Relato corto
Caja de bombones
Conocí a Ludmila en una cama de hospital. Yo era
su ginecólogo y al vernos por primera vez percibí en ella un sentimiento de
miedo, desconfianza y desprotección.
Estaba embarazada, y acababa de salir de un coma
prolongado en el que por las pruebas habituales se la había considerado como
con muerte cerebral.
Pero tras la sorpresa que la ciencia y la vida nos
depara a veces, estaba ahora ella frente a mí, lúcida y consciente de su
situación. Aunque no podíamos hablar entre nosotros por expresarnos en lenguas
diferentes nos entendimos desde el primer día.
Ella tenía un rostro pálido, triste y una delgadez
extrema. Presentaba problemas para la marcha e incontinencia parcial de
esfínteres. Había perdido también un ojo en aquel fatídico accidente que sufrió
en esa carretera secundaria de la serranía andaluza.
Con frecuencia las personas tenemos momentos o
situaciones que cambian nuestras vidas.
El accidente de tráfico de esa noche fue su
momento crucial.
Había llegado de Ucrania un año antes, joven,
bella y con deseos de mejorar su vida y la de su familia que habían quedado en
aquel país tan lejano del nuestro por distancia, historia e idioma.
Ahora estaba físicamente minusválida y en una
soledad extrema.
Esperaba un hijo no deseado y al que dejaría en
acogida por los servicios sociales de España.
Durante los meses que estuvo en el hospital no
recibió ninguna visita, ni llamadas, ni cartas.
La mayoría de las personas que la atendían la
trataban bien y llegaron a tenerle verdadero afecto.
Ludmila siempre estaba callada y su comportamiento
era prudente. Su mirada era triste y parecía sin esperanza alguna.
Cuando yo llegaba a su habitación para pasar mi
visita médica diaria la solía encontrar leyendo un libro sin tapas y hasta creo
que siempre estaba en la misma página. Nos comunicábamos de maneras diversas.

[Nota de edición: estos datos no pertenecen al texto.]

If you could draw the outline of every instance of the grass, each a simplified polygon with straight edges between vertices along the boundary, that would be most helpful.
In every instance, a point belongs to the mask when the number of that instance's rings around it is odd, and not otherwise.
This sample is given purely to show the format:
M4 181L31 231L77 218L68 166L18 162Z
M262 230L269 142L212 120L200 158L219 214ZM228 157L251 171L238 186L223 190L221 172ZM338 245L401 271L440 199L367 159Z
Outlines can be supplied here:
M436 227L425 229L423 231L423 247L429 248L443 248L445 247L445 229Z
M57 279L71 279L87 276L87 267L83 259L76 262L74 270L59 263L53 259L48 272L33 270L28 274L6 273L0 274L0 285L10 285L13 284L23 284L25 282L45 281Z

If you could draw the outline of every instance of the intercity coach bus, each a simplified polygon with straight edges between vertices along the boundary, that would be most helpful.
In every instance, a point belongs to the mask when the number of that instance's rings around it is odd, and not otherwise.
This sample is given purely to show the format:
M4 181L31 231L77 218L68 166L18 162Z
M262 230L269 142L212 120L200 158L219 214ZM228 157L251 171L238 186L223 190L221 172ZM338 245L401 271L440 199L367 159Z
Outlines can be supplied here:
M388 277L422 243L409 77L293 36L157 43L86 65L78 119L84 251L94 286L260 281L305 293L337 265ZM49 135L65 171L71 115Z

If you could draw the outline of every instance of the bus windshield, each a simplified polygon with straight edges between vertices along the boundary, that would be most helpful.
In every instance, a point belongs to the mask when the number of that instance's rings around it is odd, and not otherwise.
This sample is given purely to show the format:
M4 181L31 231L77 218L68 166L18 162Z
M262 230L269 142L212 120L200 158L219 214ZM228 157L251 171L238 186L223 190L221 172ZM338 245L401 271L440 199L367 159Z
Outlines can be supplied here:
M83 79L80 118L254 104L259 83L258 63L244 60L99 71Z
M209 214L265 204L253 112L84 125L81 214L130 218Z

De ese modo me enteré que se trataba de una novela de amor escrita en su lengua
y esta era quizás la única pertenencia que ella poseía.
Decidí regalarle un libro para que le ayudase a
transcurrir las largas y vacías horas que debía pasar en el hospital pero me
advirtió que no sabía leer en español.
Le programamos su parto y tras el nacimiento de su
hijo pasó éste a adopción. Ella no quería hablar del tema pero se le notaba la
curiosidad que tenía por saber como era su hijo y que sería de su vida.
A la semana del parto los servicios sociales
programaron su repatriación por que era una inmigrante ilegal. La mañana
anterior a su partida, estaba seria, pensativa y ausente. Quizás hacía un
balance de todo lo que vivió desde que salió de su país; la esperanza, el
miedo, la incertidumbre y la frustración. Ahora todos estos sentimientos
propios de las personas que emigran se encontraban ahondados por su situación
particular.
Las enfermeras la vistieron, le regalaron algo de
ropa dado que no tenía nada personal, la maquillaron para ponerla
"guapa", palabra que ella repetía con un acento extranjero que nos
causaba gracia y simpatía.
La policía la recogería por la mañana para
llevarla al aeropuerto. Unos minutos después de recibir esa información
desapareció de la planta.
Cuando todos pensábamos que había huido para
evitar la dolorosa repatriación, la vimos aparecer caminando con dificultad por
el pasillo. Se acercó a nosotros que estábamos en el control de enfermería y en
un idioma que no entendimos nos dijo algo con una voz dulce y agradecida. Nos
entregó una pequeña caja de bombones y balbuceó gracias, mientras unas lágrimas
recorrían su rostro.
Al día siguiente ya no la vi; había vuelto a su
país.
A menudo recuerdo a Ludmila; su mirada, su
soledad, sus lecturas repetitivas y me pregunto que será de su vida.
La inmigración es a veces en sus diferentes
facetas muy dolorosa y requiere comprensión, apoyo y afecto. Estas actitudes
solidarias con cierta frecuencia suelen estar ausentes en muchas personas
agraciadas por su derecho de cuna o de origen.
Ludmila, deseo que algún día puedas ser más feliz
de lo que fuiste aquí. Mucha suerte.